Pour le chef d’état-major des armées, un Livre blanc européen sur la défense n’est pas pour demain

Afin de faire avancer l’idée de défense européenne, certains, à droite comme à gauche, estiment qu’il faudrait élaborer un Livre blanc commun aux Etats membres de l’UE.

« Notre pays doit continuer d’insuffler l’esprit d’initiative, à commencer par la réalisation d’un livre blanc européen qui serait le document de référence pour fonder une politique ambitieuse de défense à l’échelle européenne », estimait encore récemment, au nom du groupe UMP à l’Assemblée nationale, le député Pierre Lellouche, dans le cadre d’une contribution au rapport d’information sur l’Europe de la Défense déposé le mois dernier par Elisabeth Guigou, présidente de la commission des Affaires étrangères.

Seulement, cette idée ne va pas forcément de soi. « Sauf exception, les Européens ne souhaitent plus s’impliquer dans la résolution des crises internationales, pour des raisons politiques et budgétaires, mais aussi – et peut-être surtout – culturelles », a ainsi souligné l’amiral Edouard Guillaud, le chef d’état-major des armées (CEMA), lors de son allocution prononcée pour l’ouverture de la nouvelle session de l’IHEDN (Institut des Hautes Etudes de la Défense Nationale).

« On l’a vu récemment avec la crise syrienne : les parlements et les opinions publiques hésitent à engager la force. Le problème est grave : après le doute vient la peur, puis la cécité; certains ont déjà atteint ce stade en Europe. Ne pas vouloir intervenir tôt, c’est nier les signaux faibles : faut-il attendre une catastrophe majeure pour se résoudre à l’action? », a-t-il poursuivi.

Quant à l’Union européenne, a-t-il ajouté, elle « peine toujours sur le chemin d’une conscience stratégique partagée et assumée ». Aussi, pour ce qui est d’un Livre blanc, le CEMA a dit « craindre que nous devions attendre »… Un tel document se compose en 3 parties, a-t-il rappelé. « La première décrit l’état du monde ; la seconde définit l’ambition ; et la troisième, les capacités nécessaires. Même sur la première partie, nous n’y arrivons pas! », a-t-il lancé.

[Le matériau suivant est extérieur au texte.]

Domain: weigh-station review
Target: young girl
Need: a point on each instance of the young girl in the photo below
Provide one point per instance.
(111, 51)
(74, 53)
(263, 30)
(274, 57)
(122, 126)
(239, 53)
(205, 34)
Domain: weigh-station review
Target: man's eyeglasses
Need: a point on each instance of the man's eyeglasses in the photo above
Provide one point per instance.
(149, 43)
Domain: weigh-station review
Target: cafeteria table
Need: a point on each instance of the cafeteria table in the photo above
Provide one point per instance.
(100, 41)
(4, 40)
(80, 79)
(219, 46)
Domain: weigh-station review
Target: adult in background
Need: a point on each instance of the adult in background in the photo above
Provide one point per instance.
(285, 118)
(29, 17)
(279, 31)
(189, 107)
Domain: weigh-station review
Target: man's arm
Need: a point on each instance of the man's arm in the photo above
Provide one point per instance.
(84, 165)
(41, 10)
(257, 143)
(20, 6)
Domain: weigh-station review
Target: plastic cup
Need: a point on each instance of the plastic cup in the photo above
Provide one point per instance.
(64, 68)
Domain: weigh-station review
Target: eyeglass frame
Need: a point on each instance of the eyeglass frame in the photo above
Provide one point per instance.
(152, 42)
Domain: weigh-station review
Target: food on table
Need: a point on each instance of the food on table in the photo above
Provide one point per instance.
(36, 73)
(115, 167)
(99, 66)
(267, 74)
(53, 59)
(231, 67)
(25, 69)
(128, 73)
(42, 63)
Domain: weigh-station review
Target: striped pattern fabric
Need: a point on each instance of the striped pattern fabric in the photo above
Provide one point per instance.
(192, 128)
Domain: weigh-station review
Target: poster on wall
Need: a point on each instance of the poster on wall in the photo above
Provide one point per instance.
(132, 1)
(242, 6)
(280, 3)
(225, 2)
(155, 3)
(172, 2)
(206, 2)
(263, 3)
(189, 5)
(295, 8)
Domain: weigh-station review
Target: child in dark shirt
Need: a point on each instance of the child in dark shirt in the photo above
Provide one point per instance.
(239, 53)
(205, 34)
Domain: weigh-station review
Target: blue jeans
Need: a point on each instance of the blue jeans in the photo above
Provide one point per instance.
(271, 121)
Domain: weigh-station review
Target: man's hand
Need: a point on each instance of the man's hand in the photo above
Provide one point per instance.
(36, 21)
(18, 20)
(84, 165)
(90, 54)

En outre, l’amiral Guillaud a insisté sur la baisse continue des dépenses militaires européennes (-2% chaque année entre 2001 et 2009) et surtout sur le fait que cette « dynamique de réduction se poursuit, pour atteindre un effort moyen des États européens de près de 1% de leurs PIB nationaux ». Dans le même temps, l’augmentation des budgets militaires du Brésil (+62% entre 2006 et 2008), de la Russie (+71%), de l’Inde (+40%) et de la Chine (+71%) est la marque d’une « tendance explicite ».

« Aujourd’hui, ces pays affichent encore une conception de l’emploi de la force limitée à la défense des frontières nationales et de leurs marches régionales, mais pour combien de temps? », a-t-il demandé.

L’amiral Guillaud n’a ensuite pas manqué de revenir de manière subtile sur la Loi de programmation militaire (LPM) 2014-2019. Pour lui, dire que ce texte constitue « une point de décrochage » ou conduit « vers un déclassement stratégique », c’est « regarder le verre à moitié vide ». « Moi, préfère le voir à moitié plein! », a-t-il lancé. Mais dans un cas comme dans l’autre, il y a toujours la même quantité de liquide pourrait-on lui répondre…

« Si elle est respectée dans son exécution budgétaire, nous resterons capables de protéger, de dissuader, et d’intervenir. Nous sommes aujourd’hui, et nous resterons parmi les seuls au monde à disposer d’un tel éventail de capacités. En Europe, clairement, nous serons les seuls », a fait valoir le CEMA.

Aussi, il a affirmé être « vigilant » quant à la bonne exécution de cette LPM. « Dans le contexte budgétaire très tendu que nous connaissons, tout report, toute annulation de crédits déséquilibrerait l’ensemble. En entrée de programmation, cela impliquerait la remise en cause du modèle! », a-t-il expliqué, en ne cachant rien de risques « d’une rupture temporaire de capacité dans certains domaines ».

Quant aux nouvelles réductions d’effectifs exigées par la LPM, l’amiral Guillaud a fait valoir que « les armées réaliseront 60% des déflations programmées au niveau national, alors que les militaires ne représentent déjà plus que 10% des agents publics de l’Etat » et qu’au total, « entre 2009 et 2019, se sont ainsi environ 80 000 postes qui auront été supprimés, soit 25% de l’effectif ». « Finalement, a-t-il estimé, la France restera capable de faire Harmattan ou Serval, mais pas dans les mêmes conditions. Avec des moyens resserrés, l’intervention extérieure sera moins longue demain, et la régénération des forces plus longue et plus difficile ».